In his first issue, appellant claims the trial court failed to admonish him on the applicable range of punishment on his pleas of true to the two enhancement paragraphs. He argues his pleas were therefore involuntary and the error was not harmless because nothing in the record indicates he was aware of the punishment range.
The Texas Code of Criminal Procedure requires a trial court to admonish a defendant in a felony case on the applicable range of punishment before accepting a plea of guilty or nolo contendere; it does not, however, apply to a plea of true to an enhancement paragraph. See TEX. CODE CRIM. PROC. ANN. art. 26.13(a)(1) (West Supp. 2012); Sylvester v. State, 615 S.W.2d 734, 736-37 (Tex. Crim. App. [Panel Op.] 1981). An admonishment on the punishment range for a plea of true is discretionary with the trial court and is not required under Texas law. Harvey v. State, 611 S.W.2d 108, 112 (Tex. Crim. App. 1981) (op. on reh'g).
Appellant pleaded not guilty to the primary offense in this case; therefore, he was not given the admonishments associated with entering a guilty plea. After the jury found him guilty, appellant then pleaded true to the two enhancements. No error resulted from the trial court's failure to admonish appellant with respect to the punishment range associated with his pleas of true, and his pleas were not involuntary.
Furthermore, we note that, after appellant was arraigned, defense counsel informed the trial court appellant's request for a nine-month plea offer had been denied. The trial court replied, "Okay. And [the range is] 2 to 10?" Defense counsel responded that it was. And during voir dire, both defense counsel and the State referred to appellant's punishment range being potentially two to ten years because of the two prior felony conviction enhancements. Thus, appellant knew the enhanced range of punishment before pleading true to the enhancement paragraphs. We overrule appellant's first issue.
In his second issue, appellant claims the evidence is insufficient to connect him to the second prior conviction. Appellant argues the State was required to prove the second prior conviction because his pleas of true were involuntary.

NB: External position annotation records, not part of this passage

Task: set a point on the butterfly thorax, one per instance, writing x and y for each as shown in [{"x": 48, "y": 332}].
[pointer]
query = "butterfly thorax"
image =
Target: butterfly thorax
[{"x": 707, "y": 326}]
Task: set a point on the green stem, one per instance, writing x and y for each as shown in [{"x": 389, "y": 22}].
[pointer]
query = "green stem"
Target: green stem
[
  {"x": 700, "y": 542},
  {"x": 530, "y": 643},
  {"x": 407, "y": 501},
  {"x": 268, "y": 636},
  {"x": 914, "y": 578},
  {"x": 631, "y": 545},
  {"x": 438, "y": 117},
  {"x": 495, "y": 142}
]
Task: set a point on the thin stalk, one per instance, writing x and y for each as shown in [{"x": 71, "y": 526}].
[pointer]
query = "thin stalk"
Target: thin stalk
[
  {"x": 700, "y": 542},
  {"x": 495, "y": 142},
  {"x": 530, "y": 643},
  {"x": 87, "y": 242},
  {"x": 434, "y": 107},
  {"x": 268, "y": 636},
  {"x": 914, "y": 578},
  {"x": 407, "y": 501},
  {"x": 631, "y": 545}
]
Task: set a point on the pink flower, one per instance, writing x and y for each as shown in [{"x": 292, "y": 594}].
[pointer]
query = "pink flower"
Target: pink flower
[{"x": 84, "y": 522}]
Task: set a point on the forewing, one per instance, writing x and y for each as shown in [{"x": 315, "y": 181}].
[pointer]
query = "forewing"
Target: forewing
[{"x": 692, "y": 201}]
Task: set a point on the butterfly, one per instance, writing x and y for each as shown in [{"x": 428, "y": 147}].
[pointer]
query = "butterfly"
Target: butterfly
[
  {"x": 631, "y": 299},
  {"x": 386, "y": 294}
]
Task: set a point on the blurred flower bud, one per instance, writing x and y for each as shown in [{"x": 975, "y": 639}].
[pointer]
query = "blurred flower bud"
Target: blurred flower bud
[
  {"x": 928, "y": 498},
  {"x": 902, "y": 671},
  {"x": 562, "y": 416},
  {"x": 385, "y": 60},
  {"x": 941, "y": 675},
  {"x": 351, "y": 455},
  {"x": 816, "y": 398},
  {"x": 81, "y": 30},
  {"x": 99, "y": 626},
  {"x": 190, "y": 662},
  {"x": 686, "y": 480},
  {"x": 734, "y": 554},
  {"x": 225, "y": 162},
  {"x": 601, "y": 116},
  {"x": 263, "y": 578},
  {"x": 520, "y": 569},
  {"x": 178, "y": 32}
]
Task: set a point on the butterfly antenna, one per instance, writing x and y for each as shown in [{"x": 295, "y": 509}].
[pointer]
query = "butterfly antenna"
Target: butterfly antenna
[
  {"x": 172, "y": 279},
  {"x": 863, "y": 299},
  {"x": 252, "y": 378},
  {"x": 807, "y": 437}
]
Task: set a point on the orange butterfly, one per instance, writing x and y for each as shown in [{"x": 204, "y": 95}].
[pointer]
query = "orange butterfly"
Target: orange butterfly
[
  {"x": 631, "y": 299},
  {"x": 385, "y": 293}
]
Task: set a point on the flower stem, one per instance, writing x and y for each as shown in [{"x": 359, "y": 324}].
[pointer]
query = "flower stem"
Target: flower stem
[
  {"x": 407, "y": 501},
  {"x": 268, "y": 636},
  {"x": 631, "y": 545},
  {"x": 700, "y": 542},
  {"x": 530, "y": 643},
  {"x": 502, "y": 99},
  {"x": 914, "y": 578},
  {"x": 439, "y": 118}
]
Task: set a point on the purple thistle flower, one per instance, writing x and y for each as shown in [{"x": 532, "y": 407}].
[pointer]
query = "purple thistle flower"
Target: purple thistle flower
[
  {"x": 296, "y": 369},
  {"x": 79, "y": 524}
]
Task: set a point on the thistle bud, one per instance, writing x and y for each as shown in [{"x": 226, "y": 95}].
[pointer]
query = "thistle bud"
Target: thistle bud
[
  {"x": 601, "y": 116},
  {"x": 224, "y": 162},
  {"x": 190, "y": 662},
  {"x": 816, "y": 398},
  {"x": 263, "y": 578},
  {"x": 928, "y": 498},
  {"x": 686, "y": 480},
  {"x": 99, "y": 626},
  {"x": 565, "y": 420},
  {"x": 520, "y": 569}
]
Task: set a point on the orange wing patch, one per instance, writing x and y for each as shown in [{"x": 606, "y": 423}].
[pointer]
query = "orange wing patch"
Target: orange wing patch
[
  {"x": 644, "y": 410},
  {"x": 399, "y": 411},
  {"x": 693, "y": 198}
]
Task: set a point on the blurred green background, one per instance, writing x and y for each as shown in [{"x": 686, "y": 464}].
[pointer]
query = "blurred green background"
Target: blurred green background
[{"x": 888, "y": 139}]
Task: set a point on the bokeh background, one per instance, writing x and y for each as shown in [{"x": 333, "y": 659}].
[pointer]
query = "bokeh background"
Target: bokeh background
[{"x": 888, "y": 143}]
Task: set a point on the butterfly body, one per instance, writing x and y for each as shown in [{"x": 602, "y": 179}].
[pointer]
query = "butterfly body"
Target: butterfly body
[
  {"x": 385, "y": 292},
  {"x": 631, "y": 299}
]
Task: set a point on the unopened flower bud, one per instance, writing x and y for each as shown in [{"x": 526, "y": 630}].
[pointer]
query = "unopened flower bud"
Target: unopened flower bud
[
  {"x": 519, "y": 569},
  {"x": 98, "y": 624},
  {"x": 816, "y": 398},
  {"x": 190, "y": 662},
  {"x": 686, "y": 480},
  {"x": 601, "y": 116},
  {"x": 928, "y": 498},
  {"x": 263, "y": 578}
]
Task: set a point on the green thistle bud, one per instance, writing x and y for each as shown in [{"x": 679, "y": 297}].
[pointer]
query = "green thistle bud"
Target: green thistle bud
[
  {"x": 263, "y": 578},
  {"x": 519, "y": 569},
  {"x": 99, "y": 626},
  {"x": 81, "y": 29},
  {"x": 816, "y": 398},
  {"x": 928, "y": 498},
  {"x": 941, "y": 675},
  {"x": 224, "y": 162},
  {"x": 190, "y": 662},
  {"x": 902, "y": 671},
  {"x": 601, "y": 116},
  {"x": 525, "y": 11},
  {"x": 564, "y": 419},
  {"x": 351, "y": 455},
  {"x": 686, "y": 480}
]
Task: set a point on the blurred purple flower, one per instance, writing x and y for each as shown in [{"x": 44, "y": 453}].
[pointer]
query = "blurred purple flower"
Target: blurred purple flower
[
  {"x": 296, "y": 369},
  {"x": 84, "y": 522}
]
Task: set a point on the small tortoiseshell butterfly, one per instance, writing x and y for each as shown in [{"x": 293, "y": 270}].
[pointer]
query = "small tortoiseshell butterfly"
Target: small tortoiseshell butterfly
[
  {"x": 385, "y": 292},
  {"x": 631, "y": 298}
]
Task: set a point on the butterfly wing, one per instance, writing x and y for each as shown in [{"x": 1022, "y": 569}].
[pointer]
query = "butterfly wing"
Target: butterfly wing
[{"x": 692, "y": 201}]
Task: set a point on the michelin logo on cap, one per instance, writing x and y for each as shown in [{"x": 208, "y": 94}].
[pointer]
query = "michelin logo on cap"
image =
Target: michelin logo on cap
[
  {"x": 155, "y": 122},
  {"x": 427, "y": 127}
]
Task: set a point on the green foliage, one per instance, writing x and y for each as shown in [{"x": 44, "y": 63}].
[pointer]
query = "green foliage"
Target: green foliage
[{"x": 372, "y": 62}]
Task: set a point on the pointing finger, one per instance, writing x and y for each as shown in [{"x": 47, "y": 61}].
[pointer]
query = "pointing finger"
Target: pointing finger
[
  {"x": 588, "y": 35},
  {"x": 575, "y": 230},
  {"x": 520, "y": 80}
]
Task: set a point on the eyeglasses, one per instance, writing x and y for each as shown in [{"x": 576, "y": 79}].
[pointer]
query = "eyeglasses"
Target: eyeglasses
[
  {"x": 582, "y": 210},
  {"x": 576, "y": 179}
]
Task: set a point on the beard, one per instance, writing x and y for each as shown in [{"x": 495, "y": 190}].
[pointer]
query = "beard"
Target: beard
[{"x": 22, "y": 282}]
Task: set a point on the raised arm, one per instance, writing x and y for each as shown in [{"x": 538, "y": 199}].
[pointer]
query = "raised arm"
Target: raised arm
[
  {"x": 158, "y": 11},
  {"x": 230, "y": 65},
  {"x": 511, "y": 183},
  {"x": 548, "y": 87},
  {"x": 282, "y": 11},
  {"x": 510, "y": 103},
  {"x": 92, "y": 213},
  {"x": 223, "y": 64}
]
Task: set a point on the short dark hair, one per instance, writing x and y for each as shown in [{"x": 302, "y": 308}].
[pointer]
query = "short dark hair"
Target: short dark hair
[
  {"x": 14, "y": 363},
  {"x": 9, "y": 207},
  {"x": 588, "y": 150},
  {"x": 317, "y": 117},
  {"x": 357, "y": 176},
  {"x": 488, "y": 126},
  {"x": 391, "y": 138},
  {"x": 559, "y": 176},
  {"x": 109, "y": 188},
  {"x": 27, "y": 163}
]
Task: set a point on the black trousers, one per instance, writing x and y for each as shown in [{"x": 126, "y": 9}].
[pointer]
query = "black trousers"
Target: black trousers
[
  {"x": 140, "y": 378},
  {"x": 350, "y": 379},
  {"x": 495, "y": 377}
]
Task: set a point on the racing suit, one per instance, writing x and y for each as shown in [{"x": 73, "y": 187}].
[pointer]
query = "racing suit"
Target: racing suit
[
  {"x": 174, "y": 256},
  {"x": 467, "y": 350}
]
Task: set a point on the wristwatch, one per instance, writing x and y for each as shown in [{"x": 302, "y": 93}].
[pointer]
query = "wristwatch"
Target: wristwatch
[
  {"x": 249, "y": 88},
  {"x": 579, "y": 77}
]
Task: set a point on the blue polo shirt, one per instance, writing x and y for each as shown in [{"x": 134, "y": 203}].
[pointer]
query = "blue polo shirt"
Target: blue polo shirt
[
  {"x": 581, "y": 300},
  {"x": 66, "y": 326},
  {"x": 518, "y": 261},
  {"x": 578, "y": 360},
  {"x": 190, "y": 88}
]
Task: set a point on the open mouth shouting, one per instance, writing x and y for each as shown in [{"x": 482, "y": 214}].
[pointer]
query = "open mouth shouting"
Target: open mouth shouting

It is the State's burden to prove an alleged prior conviction was a final conviction and the defendant was the person previously convicted of that offense. Wilson v. State, 671 S.W.2d 524, 525 (Tex. Crim. App. 1984). If the defendant pleads true to the enhancement paragraph, the State's burden of proof is satisfied. Id.

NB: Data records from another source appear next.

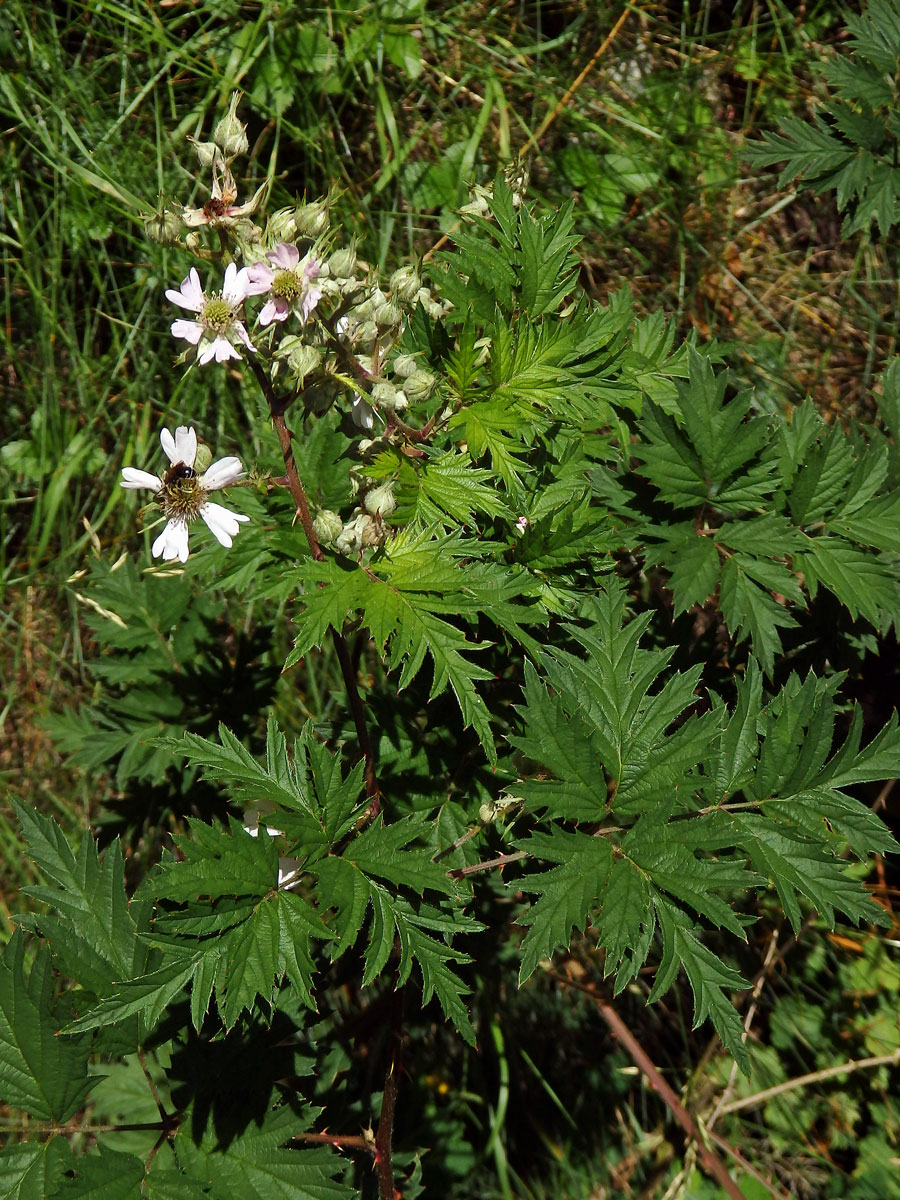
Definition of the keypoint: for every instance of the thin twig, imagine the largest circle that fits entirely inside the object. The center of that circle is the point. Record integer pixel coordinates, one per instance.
(570, 91)
(383, 1151)
(303, 511)
(815, 1077)
(709, 1161)
(339, 1140)
(460, 871)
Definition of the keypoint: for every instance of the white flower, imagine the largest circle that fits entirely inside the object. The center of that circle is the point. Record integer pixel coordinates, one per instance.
(183, 495)
(288, 868)
(361, 414)
(219, 328)
(287, 282)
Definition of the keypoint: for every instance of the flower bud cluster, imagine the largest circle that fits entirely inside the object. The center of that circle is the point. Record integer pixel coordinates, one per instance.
(322, 324)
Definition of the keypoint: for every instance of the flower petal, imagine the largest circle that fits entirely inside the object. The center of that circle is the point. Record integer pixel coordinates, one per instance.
(135, 478)
(223, 349)
(238, 328)
(275, 310)
(234, 289)
(191, 330)
(221, 474)
(310, 300)
(259, 279)
(190, 294)
(363, 414)
(185, 445)
(223, 525)
(172, 541)
(286, 256)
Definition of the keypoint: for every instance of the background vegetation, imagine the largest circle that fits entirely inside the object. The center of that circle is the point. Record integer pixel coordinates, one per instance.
(641, 117)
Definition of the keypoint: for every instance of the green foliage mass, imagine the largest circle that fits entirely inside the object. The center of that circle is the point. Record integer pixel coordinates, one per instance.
(558, 773)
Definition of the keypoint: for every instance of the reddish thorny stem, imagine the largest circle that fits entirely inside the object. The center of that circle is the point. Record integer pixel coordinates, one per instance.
(276, 407)
(382, 1149)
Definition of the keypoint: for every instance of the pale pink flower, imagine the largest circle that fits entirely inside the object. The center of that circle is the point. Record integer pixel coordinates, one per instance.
(287, 282)
(183, 495)
(219, 328)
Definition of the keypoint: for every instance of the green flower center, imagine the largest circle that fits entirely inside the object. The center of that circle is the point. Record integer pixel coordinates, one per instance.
(287, 286)
(217, 313)
(181, 495)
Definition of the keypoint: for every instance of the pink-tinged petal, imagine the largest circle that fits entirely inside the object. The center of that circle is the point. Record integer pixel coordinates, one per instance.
(223, 525)
(285, 256)
(275, 310)
(172, 543)
(223, 349)
(363, 414)
(235, 289)
(259, 279)
(190, 295)
(185, 445)
(221, 474)
(135, 478)
(238, 328)
(310, 300)
(191, 330)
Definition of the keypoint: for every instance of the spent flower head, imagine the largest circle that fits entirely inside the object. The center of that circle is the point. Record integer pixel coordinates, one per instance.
(183, 493)
(217, 329)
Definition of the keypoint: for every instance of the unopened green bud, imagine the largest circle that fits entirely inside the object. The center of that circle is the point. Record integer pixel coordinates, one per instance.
(328, 526)
(406, 283)
(384, 395)
(388, 316)
(305, 359)
(342, 263)
(208, 153)
(311, 220)
(405, 365)
(419, 387)
(349, 287)
(282, 226)
(231, 133)
(381, 499)
(357, 534)
(163, 227)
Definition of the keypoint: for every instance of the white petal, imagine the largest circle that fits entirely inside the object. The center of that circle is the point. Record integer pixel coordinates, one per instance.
(286, 256)
(221, 474)
(172, 541)
(240, 287)
(234, 288)
(223, 525)
(310, 300)
(190, 295)
(361, 413)
(191, 330)
(185, 445)
(135, 478)
(223, 349)
(243, 336)
(259, 279)
(270, 312)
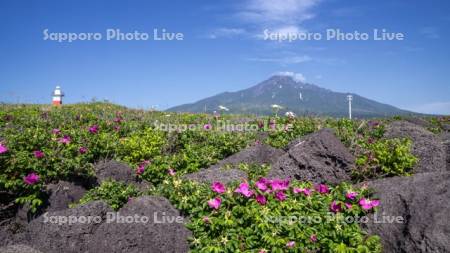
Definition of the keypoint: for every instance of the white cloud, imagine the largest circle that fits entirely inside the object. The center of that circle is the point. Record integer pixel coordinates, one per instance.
(226, 32)
(281, 16)
(430, 32)
(433, 108)
(281, 12)
(298, 77)
(296, 59)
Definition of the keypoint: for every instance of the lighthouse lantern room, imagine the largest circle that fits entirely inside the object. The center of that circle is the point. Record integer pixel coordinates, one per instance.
(57, 96)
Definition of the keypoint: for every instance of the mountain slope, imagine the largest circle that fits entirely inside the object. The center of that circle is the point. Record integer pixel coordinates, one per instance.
(292, 95)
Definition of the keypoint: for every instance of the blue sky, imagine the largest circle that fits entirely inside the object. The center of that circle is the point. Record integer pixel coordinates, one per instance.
(223, 49)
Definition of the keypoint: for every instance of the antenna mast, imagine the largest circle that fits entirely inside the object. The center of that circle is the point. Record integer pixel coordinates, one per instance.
(349, 98)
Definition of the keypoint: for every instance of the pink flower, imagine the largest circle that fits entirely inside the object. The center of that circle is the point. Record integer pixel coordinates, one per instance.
(38, 154)
(31, 179)
(215, 203)
(279, 185)
(261, 199)
(280, 195)
(218, 187)
(244, 190)
(305, 191)
(65, 140)
(322, 188)
(82, 150)
(141, 167)
(335, 207)
(172, 172)
(290, 244)
(261, 184)
(351, 195)
(368, 204)
(3, 148)
(93, 129)
(140, 170)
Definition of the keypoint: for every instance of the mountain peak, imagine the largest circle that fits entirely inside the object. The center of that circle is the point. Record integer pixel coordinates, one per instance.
(296, 77)
(290, 90)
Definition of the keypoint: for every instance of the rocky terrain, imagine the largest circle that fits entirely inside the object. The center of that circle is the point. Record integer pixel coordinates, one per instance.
(422, 200)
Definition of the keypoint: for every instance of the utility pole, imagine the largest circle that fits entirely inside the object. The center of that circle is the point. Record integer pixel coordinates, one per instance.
(349, 98)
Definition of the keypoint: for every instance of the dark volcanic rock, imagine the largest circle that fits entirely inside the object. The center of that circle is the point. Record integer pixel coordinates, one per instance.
(445, 137)
(140, 236)
(227, 170)
(18, 248)
(118, 171)
(62, 194)
(423, 202)
(318, 157)
(426, 145)
(53, 237)
(8, 207)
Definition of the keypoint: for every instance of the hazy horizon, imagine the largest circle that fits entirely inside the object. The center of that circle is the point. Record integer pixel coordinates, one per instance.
(223, 48)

Because appellant voluntarily pleaded true to the two enhancement paragraphs, the State's burden was met. Appellant's complaint to the contrary lacks merit. We overrule appellant's second issue.
We affirm the trial court's judgment.
/Molly Francis/
MOLLY FRANCIS
JUSTICE Do Not Publish
TEX. R. APP. P. 47
110173F.U05
JUDGMENT
Appeal from the Criminal District Court No. 2 of Dallas County, Texas. (Tr.Ct.No. F10-58452-I).
Opinion delivered by Justice Francis, Justices Moseley and Lang participating.
Based on the Court's opinion of this date, the judgment of the trial court is AFFIRMED. Judgment entered January 31, 2013.